Eréndira miraba a lo lejos cómo en ocasiones Fray martín de Valencia lograba que los niños y después las mujeres y hombres se acercaran a él, le escucharan atendiendo las promesas de una nueva vida plena de amor y felicidad, derramando en sus cabezas  el agua que simbolizaba el bautismo y lograba perdonar y olvidar el rencor e invadir en sus corazones la felicidad por momentos olvidada.

La princesa deambulaba por los bosques cada vez más sola; meditaba lo que aprendían y repetían quienes se habían acercado a los conquistadores con el deseo de no perder lo poco que sus manos lograron proteger, en especial a sus hijos y doncellas.

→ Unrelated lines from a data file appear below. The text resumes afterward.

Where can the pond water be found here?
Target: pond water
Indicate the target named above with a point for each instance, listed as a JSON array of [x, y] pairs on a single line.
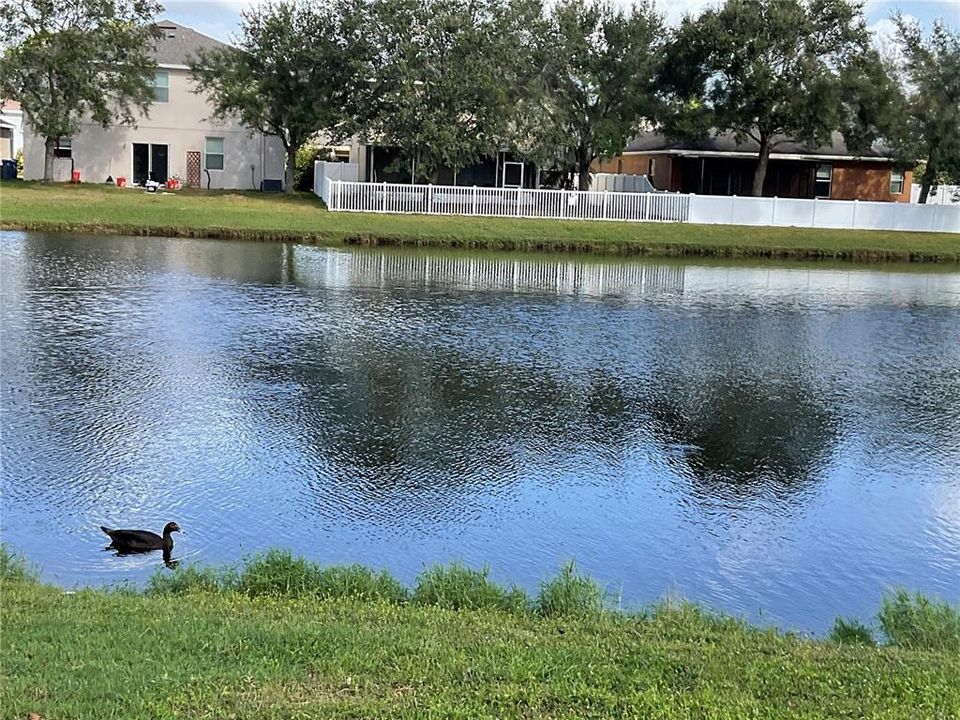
[[782, 443]]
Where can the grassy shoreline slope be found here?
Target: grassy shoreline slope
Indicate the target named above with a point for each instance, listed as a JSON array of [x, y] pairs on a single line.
[[276, 644], [302, 218]]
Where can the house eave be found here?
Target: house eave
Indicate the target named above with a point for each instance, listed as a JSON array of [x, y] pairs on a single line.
[[752, 156]]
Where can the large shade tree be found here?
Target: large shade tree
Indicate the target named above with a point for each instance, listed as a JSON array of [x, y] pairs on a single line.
[[292, 73], [73, 61], [597, 84], [444, 84], [776, 71], [931, 123]]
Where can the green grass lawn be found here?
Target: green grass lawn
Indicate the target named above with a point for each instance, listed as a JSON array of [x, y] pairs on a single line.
[[343, 645], [302, 218]]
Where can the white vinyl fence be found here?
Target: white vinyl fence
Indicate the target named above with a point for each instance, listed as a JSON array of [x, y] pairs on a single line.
[[940, 195], [503, 202], [345, 196]]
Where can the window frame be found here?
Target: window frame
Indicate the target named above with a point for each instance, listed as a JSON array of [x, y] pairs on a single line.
[[207, 154], [165, 88], [64, 151], [817, 181], [902, 181]]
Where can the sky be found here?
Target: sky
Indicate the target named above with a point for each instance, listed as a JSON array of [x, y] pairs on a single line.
[[220, 18]]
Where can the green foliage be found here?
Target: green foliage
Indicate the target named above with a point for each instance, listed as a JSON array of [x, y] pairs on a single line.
[[13, 566], [67, 60], [570, 594], [446, 82], [458, 587], [212, 655], [850, 631], [306, 155], [776, 71], [185, 579], [295, 70], [597, 83], [919, 623], [360, 583], [278, 573], [930, 122]]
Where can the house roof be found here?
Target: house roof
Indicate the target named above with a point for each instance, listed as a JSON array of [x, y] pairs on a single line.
[[726, 144], [178, 43]]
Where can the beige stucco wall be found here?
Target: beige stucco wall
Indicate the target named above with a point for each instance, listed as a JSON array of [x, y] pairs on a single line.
[[182, 124]]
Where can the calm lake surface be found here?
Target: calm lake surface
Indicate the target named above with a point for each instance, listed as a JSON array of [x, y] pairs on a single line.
[[780, 443]]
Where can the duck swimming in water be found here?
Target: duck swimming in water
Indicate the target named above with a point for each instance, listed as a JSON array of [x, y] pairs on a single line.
[[134, 541]]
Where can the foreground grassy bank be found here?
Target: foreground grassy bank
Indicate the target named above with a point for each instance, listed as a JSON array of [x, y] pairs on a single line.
[[284, 638], [301, 218]]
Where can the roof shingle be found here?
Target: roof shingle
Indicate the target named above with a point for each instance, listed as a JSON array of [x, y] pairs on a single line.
[[178, 44]]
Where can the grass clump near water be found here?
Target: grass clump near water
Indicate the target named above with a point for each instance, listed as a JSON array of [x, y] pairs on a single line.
[[13, 567], [458, 587], [301, 217], [276, 644], [918, 622], [570, 594]]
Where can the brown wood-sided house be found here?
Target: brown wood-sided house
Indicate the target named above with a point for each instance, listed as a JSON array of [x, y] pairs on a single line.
[[722, 166]]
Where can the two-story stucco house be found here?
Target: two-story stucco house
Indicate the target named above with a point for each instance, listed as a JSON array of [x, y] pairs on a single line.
[[176, 138]]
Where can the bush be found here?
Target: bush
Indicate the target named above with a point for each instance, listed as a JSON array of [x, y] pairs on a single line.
[[570, 594], [458, 587], [918, 622], [14, 567], [362, 583], [278, 573], [851, 632]]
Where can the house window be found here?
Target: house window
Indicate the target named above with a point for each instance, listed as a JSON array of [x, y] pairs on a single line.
[[64, 148], [213, 154], [896, 182], [823, 179], [161, 86]]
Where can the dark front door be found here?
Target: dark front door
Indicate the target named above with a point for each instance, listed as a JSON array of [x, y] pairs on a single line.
[[141, 163], [158, 163]]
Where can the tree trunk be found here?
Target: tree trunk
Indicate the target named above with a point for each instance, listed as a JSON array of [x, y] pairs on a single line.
[[927, 181], [291, 171], [49, 148], [584, 158], [760, 174]]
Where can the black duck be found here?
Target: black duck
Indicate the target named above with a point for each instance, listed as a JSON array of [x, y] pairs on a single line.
[[132, 541]]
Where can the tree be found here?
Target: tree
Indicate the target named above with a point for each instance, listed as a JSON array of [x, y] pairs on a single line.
[[71, 60], [597, 83], [775, 71], [445, 84], [931, 127], [292, 73]]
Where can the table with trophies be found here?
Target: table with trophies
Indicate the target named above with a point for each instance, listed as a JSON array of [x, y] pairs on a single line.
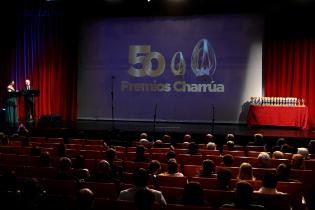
[[277, 111]]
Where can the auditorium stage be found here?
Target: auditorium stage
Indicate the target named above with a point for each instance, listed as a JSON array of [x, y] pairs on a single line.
[[129, 130]]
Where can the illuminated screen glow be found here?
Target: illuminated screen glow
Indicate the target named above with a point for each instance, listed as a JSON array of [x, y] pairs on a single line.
[[182, 66]]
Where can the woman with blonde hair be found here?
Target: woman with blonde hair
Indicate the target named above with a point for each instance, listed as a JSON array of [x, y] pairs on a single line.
[[245, 172]]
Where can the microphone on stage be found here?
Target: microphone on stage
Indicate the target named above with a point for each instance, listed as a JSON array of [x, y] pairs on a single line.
[[154, 117]]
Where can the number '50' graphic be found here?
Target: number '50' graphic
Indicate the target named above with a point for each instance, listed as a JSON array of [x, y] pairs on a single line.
[[141, 57]]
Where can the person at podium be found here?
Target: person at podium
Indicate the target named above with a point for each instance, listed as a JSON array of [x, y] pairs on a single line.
[[11, 114], [29, 101]]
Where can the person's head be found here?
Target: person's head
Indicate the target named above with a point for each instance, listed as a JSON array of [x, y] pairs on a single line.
[[281, 141], [243, 194], [269, 181], [263, 159], [283, 172], [277, 155], [140, 177], [166, 138], [187, 138], [297, 161], [85, 199], [110, 154], [144, 199], [230, 145], [170, 154], [45, 159], [224, 177], [208, 138], [303, 151], [27, 82], [208, 167], [172, 166], [192, 148], [228, 160], [143, 135], [65, 164], [79, 162], [211, 146], [245, 172], [193, 194], [154, 167]]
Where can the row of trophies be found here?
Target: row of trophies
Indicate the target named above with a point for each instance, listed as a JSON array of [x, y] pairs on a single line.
[[277, 101]]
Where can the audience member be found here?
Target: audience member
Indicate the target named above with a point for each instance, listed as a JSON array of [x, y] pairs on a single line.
[[269, 184], [245, 172], [193, 195], [140, 154], [224, 177], [230, 145], [243, 197], [85, 199], [228, 160], [192, 148], [263, 160], [297, 161], [303, 151], [140, 177], [116, 170], [172, 169], [208, 169], [144, 199], [277, 155], [211, 146]]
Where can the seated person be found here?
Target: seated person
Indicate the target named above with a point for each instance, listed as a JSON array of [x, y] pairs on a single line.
[[140, 154], [243, 197], [263, 160], [224, 177], [193, 195], [140, 178], [172, 169], [208, 169], [277, 155], [269, 184]]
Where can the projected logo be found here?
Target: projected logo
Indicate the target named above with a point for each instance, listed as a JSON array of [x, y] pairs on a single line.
[[145, 63], [203, 60]]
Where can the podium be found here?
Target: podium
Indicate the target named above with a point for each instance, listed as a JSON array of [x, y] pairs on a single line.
[[29, 96], [11, 107]]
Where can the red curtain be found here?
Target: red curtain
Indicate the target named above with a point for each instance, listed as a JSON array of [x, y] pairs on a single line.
[[43, 51], [289, 70]]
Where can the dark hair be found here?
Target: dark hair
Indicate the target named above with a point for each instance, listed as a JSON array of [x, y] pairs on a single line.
[[140, 177], [193, 194], [172, 166]]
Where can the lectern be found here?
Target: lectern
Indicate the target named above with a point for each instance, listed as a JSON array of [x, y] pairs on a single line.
[[29, 95]]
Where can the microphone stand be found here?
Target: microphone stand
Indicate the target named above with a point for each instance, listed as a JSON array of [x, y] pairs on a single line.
[[212, 124], [154, 118], [112, 98]]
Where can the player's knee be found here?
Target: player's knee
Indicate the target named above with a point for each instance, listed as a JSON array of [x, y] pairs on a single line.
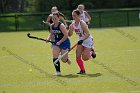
[[54, 59]]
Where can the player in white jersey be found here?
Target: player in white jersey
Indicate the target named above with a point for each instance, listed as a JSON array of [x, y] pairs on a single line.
[[85, 45], [84, 14]]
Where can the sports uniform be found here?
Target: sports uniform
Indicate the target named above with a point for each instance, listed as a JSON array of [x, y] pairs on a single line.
[[78, 30]]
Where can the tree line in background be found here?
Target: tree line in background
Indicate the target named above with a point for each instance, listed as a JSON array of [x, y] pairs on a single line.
[[14, 6]]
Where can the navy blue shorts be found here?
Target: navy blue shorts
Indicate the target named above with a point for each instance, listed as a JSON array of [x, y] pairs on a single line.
[[64, 45]]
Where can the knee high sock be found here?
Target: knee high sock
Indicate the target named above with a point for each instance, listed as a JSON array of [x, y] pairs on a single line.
[[57, 67]]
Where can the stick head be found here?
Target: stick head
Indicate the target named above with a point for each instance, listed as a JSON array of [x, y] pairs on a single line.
[[28, 34]]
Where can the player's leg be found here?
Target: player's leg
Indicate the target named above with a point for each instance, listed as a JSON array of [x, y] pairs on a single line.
[[56, 51], [65, 46], [86, 54], [79, 61]]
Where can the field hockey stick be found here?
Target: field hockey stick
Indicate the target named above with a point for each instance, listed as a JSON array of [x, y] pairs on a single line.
[[33, 37], [64, 54]]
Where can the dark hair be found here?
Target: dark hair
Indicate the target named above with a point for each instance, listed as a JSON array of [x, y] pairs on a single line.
[[76, 11], [57, 14]]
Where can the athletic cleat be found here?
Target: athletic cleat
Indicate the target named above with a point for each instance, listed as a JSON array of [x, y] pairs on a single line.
[[81, 72], [57, 74], [93, 54]]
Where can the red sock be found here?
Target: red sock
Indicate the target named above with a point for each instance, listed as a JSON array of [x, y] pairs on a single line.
[[80, 64]]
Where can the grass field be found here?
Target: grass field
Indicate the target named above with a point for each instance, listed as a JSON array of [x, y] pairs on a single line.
[[115, 70]]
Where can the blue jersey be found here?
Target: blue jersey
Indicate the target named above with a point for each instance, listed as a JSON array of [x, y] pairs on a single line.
[[57, 32]]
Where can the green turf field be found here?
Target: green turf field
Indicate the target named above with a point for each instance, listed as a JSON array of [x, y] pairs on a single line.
[[115, 70]]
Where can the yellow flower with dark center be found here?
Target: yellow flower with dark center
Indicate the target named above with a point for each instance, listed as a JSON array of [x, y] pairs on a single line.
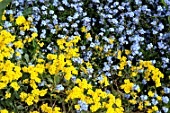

La tristeza de Eréndira era evidente, pero poco a poco fue olvidando sus palabras hirientes, más bien parecía sedienta de conocer y saber más de aquellas palabras que traían paz al corazón.


En cierta ocasión, al acercarse a un poblado en lo abrupto de la montaña, escuchó a un enardecido grupo que con frenéticos gritos de enojo y furia tenían como blanco de golpes y piedras a un indefenso y débil hombre que apenas si lograba articular palabra para tratar en su misma lengua, pedir un momento para dar el mensaje de amor entre hermanos.

Era Fray Martín de Valencia, el evangelizador que en varias ocasiones la princesa había visto a lo lejos hablar constantemente a todos, en especial a los niños y más tarde derramar el agua en sus cabezas para olvidar el odio y dolor y entrar en la vida de ellos.

Eréndira se acercó, pidiendo cesaran los insultos y agresiones, al indefenso hombre arrodillado que en voz baja soportaba la humillación.

El misionero levantó su pálido rostro y encontró la mirada de la princesa, sin medir palabra manifestó el profundo agradecimiento; las manos de Eréndira le ayudaron a incorporarse para después alejarse lentamente.

La princesa no lograba liberarse de un estremecimiento al ver en aquella mirada una paz infinita en el fondo de su corazón y que al tocar las manos del misionero hicieron que la voz rebelde de su alma cayera en la apacible armonía que sólo de niña había sentido al ir de la mano de su padre Timas. Eréndira, al mirar alejarse al misionero, supo en aquel momento que las huellas que dejaba Fray Martín le llevaría a mantener la ilusión de estar cerca de aquellos a quien había amado y deseaba llevarlos muy cerca de ella. Esa misma noche al caminar en el bosque, miles de luciérnagas detrás de ella formaban una estela tan grande como sus recuerdos.

El interés de Eréndira por escuchar y conocer más de las palabras que le traían paz, la llevaban a acercarse a los lugares donde el misionero y los convertidos al evangelio iban sembrando la fe en aquellos nobles corazones indígenas. La princesa discretamente intervenía para que dispusieran a escuchar, hablaba con los pequeños, las mujeres y los hombres con el entusiasmo de saber que los sacrificios y sangre de quienes habían luchado por días felices y llenos de paz estarían también en un reino donde habrían de sentirse completamente felices de ver el amor y la paz en la tierra que amaron.